John Lanchester's appealing essay in this week's New Yorker persuades me it would be well worth getting hold of a copy of Luca Turin and Tania Sanchez's Perfumes: The Guide. Here are Lanchester's final paragraphs:
There are fashions in smell, too, and the heavy-duty perfumes of the nineteen-eighties, in particular, come in for a hard time from Turin and Sanchez. They give some of these perfumes a rating of five out of five, while at the same time more or less begging the reader not to buy them. Opium is “unquestionably one of the greatest fragrances of all time,” Turin writes. “Yet I would hate it if anyone wore it near me today.”

That, it turns out, is relatively mild, as their criticisms go. Consider 212, from Carolina Herrera: “Like getting lemon juice in a paper cut.” Amarige, from Givenchy? “If you are reading this because it is your darling fragrance, please wear it at home exclusively, and tape the windows shut.” Heiress? “Hilariously vile 50/50 mix of cheap shampoo and canned peaches.” Princess? “Stupid name, pink perfume, heart shaped bottle, little crown on top. I half expected it to be really great just to spite me. But no, it’s probably the most repulsively cloying thing on the market today.” Hugo, the men’s cologne from Hugo Boss? “Dull but competent lavender-oakmoss thing, suggestive of a day filled with strategy meetings.” Love in White? “A chemical white floral so disastrously vile words nearly desert me. If this were a shampoo offered with your first shower after sleeping rough for two months in Nouakchott, you’d opt to keep the lice.” Lanvin’s Rumeur gets a one-word review: “Baseless.”

This is fun to read—and a rare pleasure, too, since the importance of perfume advertising means that one doesn’t often get to read strong criticism of multimillion-dollar-earning fragrances. The joy of Turin and Sanchez’s book, however, is their ability to write about smell in a way that manages to combine the science of the subject with the vocabulary of scent in witty, vivid descriptions of what these smells are like. Their work is, quite simply, ravishingly entertaining, and it passes the high test that their praise is even more compelling than their criticism. Here, in full, is Turin’s review of Lancôme’s Trésor:
I once sat in the London Tube across a young woman wearing a t-shirt printed with headline-size words ALL THIS across her large breasts, and in small type underneath “and brains too.” That vulgar-but-wily combination seems to me to sum up Trésor. Up close, when you can read the small print, Trésor is a superbly clever accord between powdery rose and vetiver, reminiscent of the structure of Habanita. From a distance, it’s the trashiest, most good-humored pink mohair sweater and bleached hair thing imaginable. When you manage to appeal to both the reptilian brain and the neocortex of menfolk, what happens is what befell Trésor: a huge success.

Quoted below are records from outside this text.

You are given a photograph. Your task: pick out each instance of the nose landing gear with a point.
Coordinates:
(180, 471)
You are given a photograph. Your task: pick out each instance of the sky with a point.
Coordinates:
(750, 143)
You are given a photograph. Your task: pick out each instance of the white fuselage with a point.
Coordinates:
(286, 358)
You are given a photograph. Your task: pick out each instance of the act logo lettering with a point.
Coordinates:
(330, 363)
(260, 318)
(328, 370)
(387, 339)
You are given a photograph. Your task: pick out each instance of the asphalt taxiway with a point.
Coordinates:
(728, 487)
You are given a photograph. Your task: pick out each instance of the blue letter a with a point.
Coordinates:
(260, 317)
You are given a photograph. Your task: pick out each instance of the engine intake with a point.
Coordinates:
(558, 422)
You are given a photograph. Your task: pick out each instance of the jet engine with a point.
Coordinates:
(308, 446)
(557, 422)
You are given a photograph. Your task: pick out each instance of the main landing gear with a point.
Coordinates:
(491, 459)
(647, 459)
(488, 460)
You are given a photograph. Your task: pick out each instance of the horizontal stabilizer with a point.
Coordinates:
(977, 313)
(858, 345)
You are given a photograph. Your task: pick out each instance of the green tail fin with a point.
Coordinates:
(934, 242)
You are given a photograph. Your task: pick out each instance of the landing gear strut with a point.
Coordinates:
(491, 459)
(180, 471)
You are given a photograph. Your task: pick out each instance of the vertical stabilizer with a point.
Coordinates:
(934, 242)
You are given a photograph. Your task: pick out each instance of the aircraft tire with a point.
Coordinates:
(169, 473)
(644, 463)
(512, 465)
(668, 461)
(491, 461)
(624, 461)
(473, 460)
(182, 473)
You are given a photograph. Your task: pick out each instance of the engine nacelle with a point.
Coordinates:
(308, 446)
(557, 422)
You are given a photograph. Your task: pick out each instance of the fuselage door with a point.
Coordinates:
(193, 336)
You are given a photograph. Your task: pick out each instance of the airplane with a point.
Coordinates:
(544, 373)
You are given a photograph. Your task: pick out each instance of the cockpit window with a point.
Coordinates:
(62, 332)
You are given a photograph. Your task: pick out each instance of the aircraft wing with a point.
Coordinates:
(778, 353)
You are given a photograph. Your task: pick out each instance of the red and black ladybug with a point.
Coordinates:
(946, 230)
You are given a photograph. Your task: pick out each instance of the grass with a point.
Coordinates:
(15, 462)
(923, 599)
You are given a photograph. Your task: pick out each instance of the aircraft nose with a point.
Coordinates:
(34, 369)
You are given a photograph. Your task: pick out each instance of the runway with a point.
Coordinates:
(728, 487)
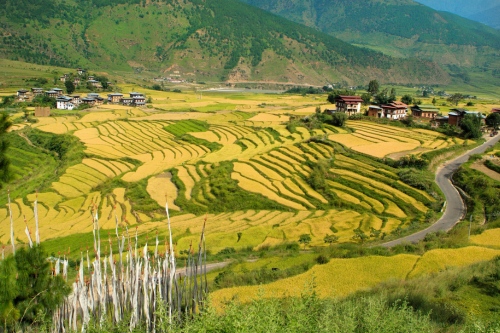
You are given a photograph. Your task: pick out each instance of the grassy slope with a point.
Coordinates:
(400, 29)
(192, 37)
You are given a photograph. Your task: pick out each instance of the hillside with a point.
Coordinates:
(401, 28)
(484, 11)
(210, 40)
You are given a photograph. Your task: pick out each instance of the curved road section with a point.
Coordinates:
(455, 207)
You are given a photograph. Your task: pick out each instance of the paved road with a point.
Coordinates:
(455, 207)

You don’t have to like perfume to like “Perfumes: The Guide.” Its blend of technical knowledge and evocative writing is exemplary in the strict sense: people who write about smell and taste in any context should use it as an example. Turin may be wrong about what appeals to the male neocortex, however. As Sanchez says, “The question that women casually shopping for perfume ask more than any other is this: ‘What scent drives men wild?’ After years of intense research, we know the definitive answer. It is bacon.”